Even the most iconic guitars are usually more about sentiment than instrument IME. The guitars I own are the best guitars I have ever played there are plenty out there as good but none better. If you want to play the best of the best you have to forget about history and sentiment or do what I did and make your own versions that fix the shortcomings of the originals or in some cases just stumble upon examples that have no issues and buy those. Oh and the best guitars that have ever been made are being made now.

Makes sense. Building techniques keep on improving and CNC eliminates for a lot of human error.

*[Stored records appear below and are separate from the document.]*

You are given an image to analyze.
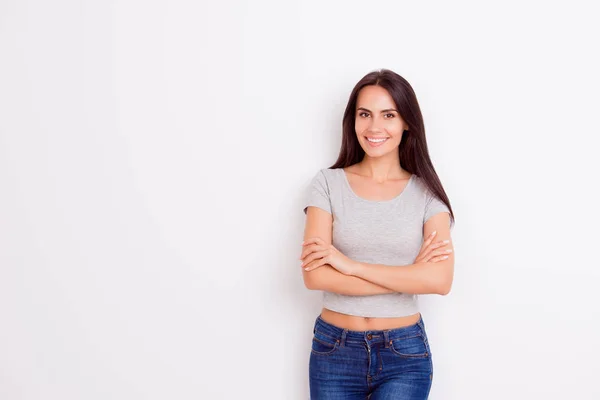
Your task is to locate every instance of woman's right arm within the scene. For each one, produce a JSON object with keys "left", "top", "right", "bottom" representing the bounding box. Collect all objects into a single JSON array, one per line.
[{"left": 300, "top": 206, "right": 394, "bottom": 296}]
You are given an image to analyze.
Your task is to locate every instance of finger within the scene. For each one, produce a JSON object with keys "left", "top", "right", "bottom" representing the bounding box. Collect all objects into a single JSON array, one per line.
[
  {"left": 432, "top": 249, "right": 452, "bottom": 256},
  {"left": 431, "top": 239, "right": 450, "bottom": 249},
  {"left": 302, "top": 236, "right": 325, "bottom": 246},
  {"left": 429, "top": 256, "right": 448, "bottom": 262},
  {"left": 301, "top": 250, "right": 329, "bottom": 268}
]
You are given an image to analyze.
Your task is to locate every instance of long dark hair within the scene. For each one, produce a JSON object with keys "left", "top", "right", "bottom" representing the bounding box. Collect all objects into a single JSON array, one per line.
[{"left": 329, "top": 69, "right": 454, "bottom": 225}]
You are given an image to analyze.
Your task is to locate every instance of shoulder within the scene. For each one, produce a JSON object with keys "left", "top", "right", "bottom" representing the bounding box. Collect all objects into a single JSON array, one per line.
[{"left": 413, "top": 174, "right": 431, "bottom": 197}]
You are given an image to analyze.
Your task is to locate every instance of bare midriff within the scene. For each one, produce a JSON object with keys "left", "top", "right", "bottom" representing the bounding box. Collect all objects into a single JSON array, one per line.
[{"left": 321, "top": 308, "right": 421, "bottom": 331}]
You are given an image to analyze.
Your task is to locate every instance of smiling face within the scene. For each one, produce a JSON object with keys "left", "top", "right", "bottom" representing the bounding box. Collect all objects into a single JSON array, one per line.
[{"left": 354, "top": 85, "right": 408, "bottom": 157}]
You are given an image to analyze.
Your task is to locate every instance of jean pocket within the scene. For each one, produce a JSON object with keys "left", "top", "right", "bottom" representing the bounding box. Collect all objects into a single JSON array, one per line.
[
  {"left": 390, "top": 335, "right": 430, "bottom": 358},
  {"left": 311, "top": 331, "right": 340, "bottom": 356}
]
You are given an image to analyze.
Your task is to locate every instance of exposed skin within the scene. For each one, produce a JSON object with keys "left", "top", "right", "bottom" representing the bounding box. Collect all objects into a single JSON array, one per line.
[{"left": 300, "top": 86, "right": 454, "bottom": 331}]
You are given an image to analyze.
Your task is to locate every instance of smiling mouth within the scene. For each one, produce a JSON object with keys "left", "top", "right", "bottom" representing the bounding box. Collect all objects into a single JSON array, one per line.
[{"left": 365, "top": 136, "right": 389, "bottom": 147}]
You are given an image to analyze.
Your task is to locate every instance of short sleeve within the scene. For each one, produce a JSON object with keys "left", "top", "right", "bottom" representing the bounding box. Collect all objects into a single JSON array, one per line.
[
  {"left": 423, "top": 192, "right": 454, "bottom": 231},
  {"left": 304, "top": 170, "right": 331, "bottom": 214}
]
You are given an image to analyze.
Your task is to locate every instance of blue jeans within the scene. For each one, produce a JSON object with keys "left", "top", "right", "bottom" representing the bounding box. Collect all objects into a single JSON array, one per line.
[{"left": 309, "top": 315, "right": 433, "bottom": 400}]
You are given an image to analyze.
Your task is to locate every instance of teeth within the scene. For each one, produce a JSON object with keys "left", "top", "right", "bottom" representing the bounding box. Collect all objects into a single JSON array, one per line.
[{"left": 367, "top": 138, "right": 387, "bottom": 143}]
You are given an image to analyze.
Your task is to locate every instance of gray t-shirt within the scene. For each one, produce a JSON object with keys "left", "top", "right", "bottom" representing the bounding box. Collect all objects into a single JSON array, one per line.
[{"left": 304, "top": 168, "right": 454, "bottom": 317}]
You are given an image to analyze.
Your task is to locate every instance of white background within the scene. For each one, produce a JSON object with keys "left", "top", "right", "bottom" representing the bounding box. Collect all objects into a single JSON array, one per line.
[{"left": 0, "top": 0, "right": 600, "bottom": 400}]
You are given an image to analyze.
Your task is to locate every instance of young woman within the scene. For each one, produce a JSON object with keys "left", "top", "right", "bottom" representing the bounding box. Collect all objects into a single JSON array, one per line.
[{"left": 300, "top": 70, "right": 454, "bottom": 400}]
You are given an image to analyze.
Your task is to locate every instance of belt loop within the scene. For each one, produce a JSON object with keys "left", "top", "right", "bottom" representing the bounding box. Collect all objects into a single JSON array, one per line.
[{"left": 340, "top": 329, "right": 348, "bottom": 346}]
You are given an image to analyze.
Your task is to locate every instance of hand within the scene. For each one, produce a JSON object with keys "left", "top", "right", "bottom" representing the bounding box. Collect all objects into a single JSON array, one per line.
[
  {"left": 414, "top": 231, "right": 452, "bottom": 264},
  {"left": 300, "top": 237, "right": 356, "bottom": 275}
]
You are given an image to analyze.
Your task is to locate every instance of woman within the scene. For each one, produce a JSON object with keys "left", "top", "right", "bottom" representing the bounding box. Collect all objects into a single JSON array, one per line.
[{"left": 300, "top": 70, "right": 454, "bottom": 400}]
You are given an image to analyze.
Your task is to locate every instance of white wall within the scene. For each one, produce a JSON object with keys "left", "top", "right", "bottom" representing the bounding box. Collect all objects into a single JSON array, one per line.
[{"left": 0, "top": 0, "right": 600, "bottom": 400}]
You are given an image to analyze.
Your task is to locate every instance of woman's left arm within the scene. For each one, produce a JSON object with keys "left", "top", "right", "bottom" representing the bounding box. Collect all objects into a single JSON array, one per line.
[{"left": 349, "top": 212, "right": 454, "bottom": 295}]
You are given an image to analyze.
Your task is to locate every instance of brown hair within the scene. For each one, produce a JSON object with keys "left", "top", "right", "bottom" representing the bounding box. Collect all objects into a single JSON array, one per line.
[{"left": 329, "top": 69, "right": 454, "bottom": 227}]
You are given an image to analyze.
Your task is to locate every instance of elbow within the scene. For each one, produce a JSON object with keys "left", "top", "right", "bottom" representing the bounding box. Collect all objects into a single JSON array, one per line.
[
  {"left": 303, "top": 270, "right": 321, "bottom": 290},
  {"left": 435, "top": 279, "right": 452, "bottom": 296}
]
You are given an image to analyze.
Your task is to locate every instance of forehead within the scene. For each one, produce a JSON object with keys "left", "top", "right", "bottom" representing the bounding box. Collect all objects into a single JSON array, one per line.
[{"left": 356, "top": 86, "right": 396, "bottom": 111}]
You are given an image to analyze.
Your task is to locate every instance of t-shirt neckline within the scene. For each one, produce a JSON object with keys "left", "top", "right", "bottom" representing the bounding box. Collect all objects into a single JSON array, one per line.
[{"left": 339, "top": 168, "right": 415, "bottom": 203}]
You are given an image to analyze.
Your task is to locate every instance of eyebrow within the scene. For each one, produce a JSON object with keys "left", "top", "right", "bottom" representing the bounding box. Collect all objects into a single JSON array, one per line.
[{"left": 356, "top": 107, "right": 400, "bottom": 114}]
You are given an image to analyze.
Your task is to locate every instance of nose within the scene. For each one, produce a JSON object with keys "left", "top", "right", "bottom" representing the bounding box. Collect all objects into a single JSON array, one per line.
[{"left": 369, "top": 117, "right": 383, "bottom": 133}]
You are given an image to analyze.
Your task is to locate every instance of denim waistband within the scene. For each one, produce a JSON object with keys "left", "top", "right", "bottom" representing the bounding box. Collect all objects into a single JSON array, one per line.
[{"left": 313, "top": 315, "right": 427, "bottom": 347}]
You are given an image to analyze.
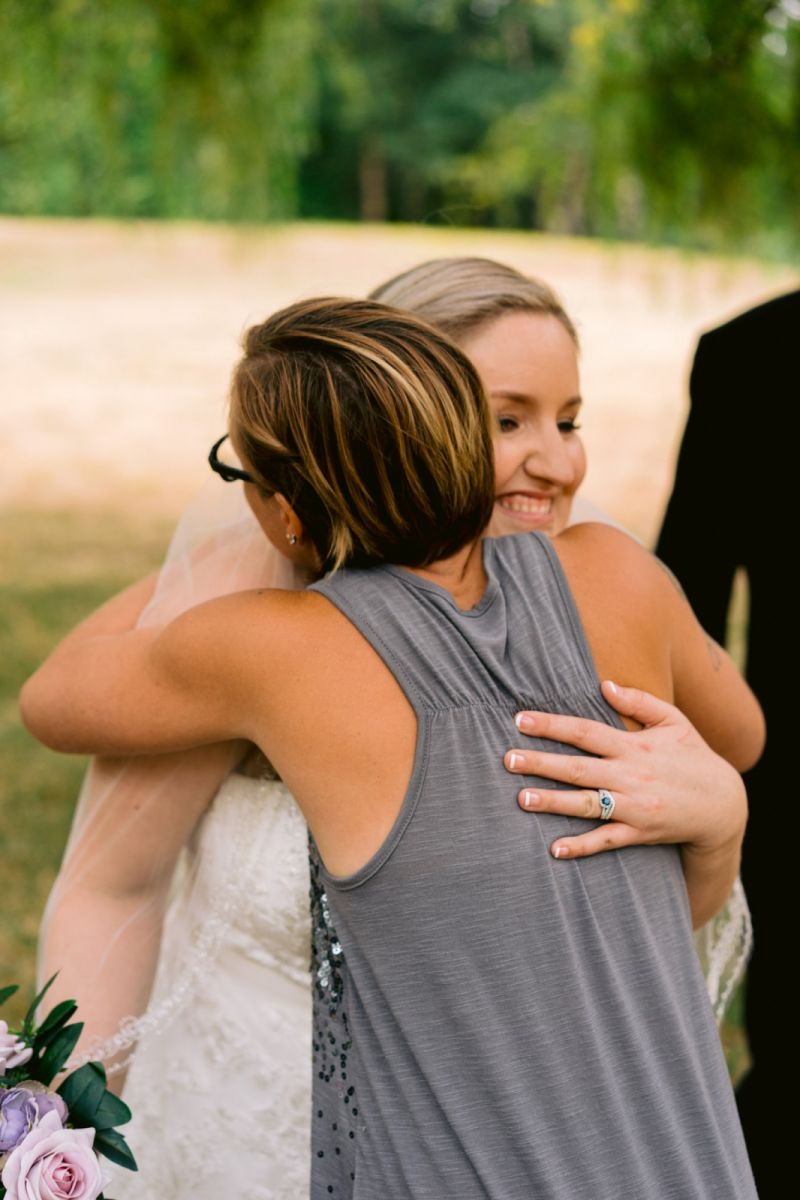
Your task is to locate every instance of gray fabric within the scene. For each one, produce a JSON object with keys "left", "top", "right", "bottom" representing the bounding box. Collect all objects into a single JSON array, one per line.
[{"left": 312, "top": 535, "right": 756, "bottom": 1200}]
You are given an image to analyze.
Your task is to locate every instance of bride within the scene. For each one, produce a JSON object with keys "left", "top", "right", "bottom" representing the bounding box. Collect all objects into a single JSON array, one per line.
[{"left": 34, "top": 259, "right": 747, "bottom": 1200}]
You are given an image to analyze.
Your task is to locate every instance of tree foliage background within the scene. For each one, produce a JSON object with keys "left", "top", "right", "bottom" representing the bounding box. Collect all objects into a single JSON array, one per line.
[{"left": 0, "top": 0, "right": 800, "bottom": 252}]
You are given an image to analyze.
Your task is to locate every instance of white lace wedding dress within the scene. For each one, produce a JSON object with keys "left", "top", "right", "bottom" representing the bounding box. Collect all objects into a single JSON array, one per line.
[{"left": 112, "top": 774, "right": 311, "bottom": 1200}]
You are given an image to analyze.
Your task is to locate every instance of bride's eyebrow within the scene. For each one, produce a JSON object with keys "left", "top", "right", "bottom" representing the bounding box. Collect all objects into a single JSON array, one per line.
[{"left": 488, "top": 388, "right": 583, "bottom": 408}]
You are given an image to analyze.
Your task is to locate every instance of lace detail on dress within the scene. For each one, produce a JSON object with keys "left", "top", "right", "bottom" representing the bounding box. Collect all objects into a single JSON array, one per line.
[
  {"left": 110, "top": 775, "right": 311, "bottom": 1200},
  {"left": 694, "top": 880, "right": 753, "bottom": 1025}
]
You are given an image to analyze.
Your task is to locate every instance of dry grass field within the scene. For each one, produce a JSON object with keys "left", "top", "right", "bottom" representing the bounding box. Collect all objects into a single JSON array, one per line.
[
  {"left": 0, "top": 218, "right": 794, "bottom": 538},
  {"left": 0, "top": 218, "right": 795, "bottom": 1070}
]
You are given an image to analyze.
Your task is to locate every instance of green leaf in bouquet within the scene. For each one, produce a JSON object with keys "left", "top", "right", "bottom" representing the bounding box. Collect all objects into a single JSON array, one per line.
[
  {"left": 58, "top": 1062, "right": 106, "bottom": 1128},
  {"left": 31, "top": 1021, "right": 83, "bottom": 1089},
  {"left": 0, "top": 983, "right": 19, "bottom": 1004},
  {"left": 23, "top": 971, "right": 59, "bottom": 1034},
  {"left": 92, "top": 1091, "right": 131, "bottom": 1130},
  {"left": 95, "top": 1129, "right": 139, "bottom": 1171},
  {"left": 34, "top": 1000, "right": 78, "bottom": 1050}
]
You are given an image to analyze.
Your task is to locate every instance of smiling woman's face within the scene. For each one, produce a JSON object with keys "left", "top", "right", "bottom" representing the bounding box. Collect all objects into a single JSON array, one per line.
[{"left": 459, "top": 312, "right": 587, "bottom": 536}]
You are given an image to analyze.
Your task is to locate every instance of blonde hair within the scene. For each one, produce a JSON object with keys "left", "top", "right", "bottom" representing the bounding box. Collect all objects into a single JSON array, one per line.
[
  {"left": 369, "top": 258, "right": 578, "bottom": 347},
  {"left": 230, "top": 299, "right": 494, "bottom": 570}
]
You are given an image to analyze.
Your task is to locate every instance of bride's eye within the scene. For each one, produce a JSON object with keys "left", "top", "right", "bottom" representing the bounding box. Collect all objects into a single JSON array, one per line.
[{"left": 495, "top": 415, "right": 519, "bottom": 433}]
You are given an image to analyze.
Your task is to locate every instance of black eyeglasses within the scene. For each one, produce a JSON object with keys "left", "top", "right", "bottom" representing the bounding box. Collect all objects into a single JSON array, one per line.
[{"left": 209, "top": 433, "right": 255, "bottom": 484}]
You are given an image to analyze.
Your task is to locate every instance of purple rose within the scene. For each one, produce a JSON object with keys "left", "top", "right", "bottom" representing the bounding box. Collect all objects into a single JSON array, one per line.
[
  {"left": 0, "top": 1021, "right": 34, "bottom": 1076},
  {"left": 2, "top": 1112, "right": 109, "bottom": 1200},
  {"left": 0, "top": 1080, "right": 67, "bottom": 1154}
]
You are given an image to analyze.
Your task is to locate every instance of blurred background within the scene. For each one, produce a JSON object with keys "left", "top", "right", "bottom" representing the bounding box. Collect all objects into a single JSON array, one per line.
[{"left": 0, "top": 0, "right": 800, "bottom": 1060}]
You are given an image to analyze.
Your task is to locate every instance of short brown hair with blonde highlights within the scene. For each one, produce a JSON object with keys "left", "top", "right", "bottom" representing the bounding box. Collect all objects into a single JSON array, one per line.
[
  {"left": 230, "top": 299, "right": 494, "bottom": 570},
  {"left": 369, "top": 258, "right": 578, "bottom": 348}
]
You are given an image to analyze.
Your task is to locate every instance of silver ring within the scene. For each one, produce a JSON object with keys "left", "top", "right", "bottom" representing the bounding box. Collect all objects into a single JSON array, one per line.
[{"left": 597, "top": 787, "right": 616, "bottom": 821}]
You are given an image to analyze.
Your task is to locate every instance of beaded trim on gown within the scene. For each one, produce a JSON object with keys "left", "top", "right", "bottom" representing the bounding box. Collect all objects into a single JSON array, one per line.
[
  {"left": 108, "top": 774, "right": 750, "bottom": 1200},
  {"left": 109, "top": 774, "right": 311, "bottom": 1200}
]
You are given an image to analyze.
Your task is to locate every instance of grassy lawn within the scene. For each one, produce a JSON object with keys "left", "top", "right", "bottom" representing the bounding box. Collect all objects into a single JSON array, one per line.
[
  {"left": 0, "top": 217, "right": 762, "bottom": 1076},
  {"left": 0, "top": 510, "right": 747, "bottom": 1079}
]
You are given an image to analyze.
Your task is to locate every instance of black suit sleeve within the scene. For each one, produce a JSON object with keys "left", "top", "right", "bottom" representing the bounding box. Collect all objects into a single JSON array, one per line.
[{"left": 656, "top": 335, "right": 739, "bottom": 642}]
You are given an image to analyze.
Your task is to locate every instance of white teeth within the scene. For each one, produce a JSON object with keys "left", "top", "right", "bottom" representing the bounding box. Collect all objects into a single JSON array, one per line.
[{"left": 500, "top": 496, "right": 553, "bottom": 516}]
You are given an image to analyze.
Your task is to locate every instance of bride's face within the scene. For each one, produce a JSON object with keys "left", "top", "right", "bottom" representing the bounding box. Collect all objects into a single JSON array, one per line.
[{"left": 459, "top": 312, "right": 587, "bottom": 536}]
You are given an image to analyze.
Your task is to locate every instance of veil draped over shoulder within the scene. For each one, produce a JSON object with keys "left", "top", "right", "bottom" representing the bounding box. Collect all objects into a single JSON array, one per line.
[
  {"left": 38, "top": 480, "right": 752, "bottom": 1075},
  {"left": 38, "top": 479, "right": 302, "bottom": 1075}
]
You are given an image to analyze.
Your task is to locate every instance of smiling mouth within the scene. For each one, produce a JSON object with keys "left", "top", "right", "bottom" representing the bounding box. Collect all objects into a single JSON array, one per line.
[{"left": 497, "top": 492, "right": 553, "bottom": 517}]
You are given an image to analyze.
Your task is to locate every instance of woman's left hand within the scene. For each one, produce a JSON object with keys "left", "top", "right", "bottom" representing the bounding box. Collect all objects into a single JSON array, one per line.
[{"left": 504, "top": 682, "right": 747, "bottom": 858}]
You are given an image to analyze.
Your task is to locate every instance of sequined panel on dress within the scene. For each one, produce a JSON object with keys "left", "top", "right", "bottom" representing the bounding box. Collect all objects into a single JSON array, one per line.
[{"left": 308, "top": 839, "right": 363, "bottom": 1200}]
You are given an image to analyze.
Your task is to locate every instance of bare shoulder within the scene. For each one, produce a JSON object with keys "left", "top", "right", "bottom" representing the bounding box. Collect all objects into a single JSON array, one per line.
[
  {"left": 553, "top": 522, "right": 680, "bottom": 607},
  {"left": 161, "top": 588, "right": 331, "bottom": 670}
]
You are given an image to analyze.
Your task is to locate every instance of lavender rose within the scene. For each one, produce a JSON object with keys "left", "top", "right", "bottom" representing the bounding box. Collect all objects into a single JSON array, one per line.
[
  {"left": 0, "top": 1021, "right": 34, "bottom": 1076},
  {"left": 0, "top": 1080, "right": 67, "bottom": 1154},
  {"left": 2, "top": 1112, "right": 109, "bottom": 1200}
]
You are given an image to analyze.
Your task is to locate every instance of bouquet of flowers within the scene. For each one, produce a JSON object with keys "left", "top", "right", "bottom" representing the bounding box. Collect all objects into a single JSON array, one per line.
[{"left": 0, "top": 976, "right": 137, "bottom": 1200}]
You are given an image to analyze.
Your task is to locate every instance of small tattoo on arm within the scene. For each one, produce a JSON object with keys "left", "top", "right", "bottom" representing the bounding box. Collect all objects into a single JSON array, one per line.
[{"left": 705, "top": 634, "right": 722, "bottom": 671}]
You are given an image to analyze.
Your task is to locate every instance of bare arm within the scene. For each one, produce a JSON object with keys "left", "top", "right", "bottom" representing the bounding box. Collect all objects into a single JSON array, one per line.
[
  {"left": 506, "top": 527, "right": 764, "bottom": 924},
  {"left": 40, "top": 743, "right": 240, "bottom": 1088},
  {"left": 40, "top": 577, "right": 242, "bottom": 1088}
]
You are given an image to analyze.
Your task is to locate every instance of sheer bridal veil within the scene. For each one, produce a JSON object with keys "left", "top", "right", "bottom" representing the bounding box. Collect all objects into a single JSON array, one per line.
[{"left": 40, "top": 480, "right": 751, "bottom": 1075}]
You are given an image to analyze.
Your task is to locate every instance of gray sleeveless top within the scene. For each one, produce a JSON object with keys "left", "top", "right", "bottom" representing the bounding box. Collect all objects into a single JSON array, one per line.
[{"left": 311, "top": 534, "right": 756, "bottom": 1200}]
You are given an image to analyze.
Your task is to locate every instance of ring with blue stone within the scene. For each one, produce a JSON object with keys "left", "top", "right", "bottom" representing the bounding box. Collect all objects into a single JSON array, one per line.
[{"left": 597, "top": 787, "right": 616, "bottom": 821}]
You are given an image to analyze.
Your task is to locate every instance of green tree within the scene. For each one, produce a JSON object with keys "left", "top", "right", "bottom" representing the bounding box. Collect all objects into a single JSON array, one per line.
[{"left": 0, "top": 0, "right": 319, "bottom": 220}]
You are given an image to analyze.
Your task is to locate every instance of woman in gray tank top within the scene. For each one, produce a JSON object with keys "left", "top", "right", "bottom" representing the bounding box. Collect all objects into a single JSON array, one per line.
[{"left": 23, "top": 301, "right": 763, "bottom": 1200}]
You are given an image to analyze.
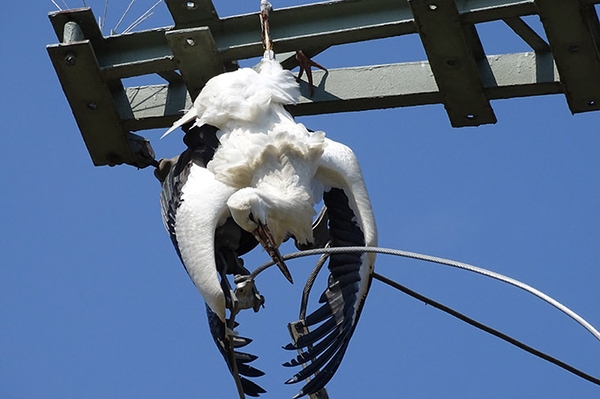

That was a great episode of that show. Guy got a nice piece of change for that guitar! Just the idea of it being on so many records is intriguing. When the Play It Loud exhibit was at the Met in NYC I went and spent hours just staring at everything on display. Seeing SRVs guitar up close was a high point. This thing was beat to shit and every scratch and road wound had a story to itself. Something tells me this thing wasn’t easy to play. lol

He played like what, 0.13 strings? I'm amazed it was playable at all.
 
But a custom set , quite close to a set of 11s with a 13 on top and tuned down to E flat. Then he would go lighter during the tour if it got hard on his fingers. Now add 6100 frets (easier to play) and it's not so crazy.
 
The crazy thing for me is that more time has gone by since SRV's death than the guitar was old when he died.
Sad. Still remember hearing the news on the radio (yeah we listened to the radio back then lol). I was devastated. Such a loss. Anyway seeing this guitar up close was an experience.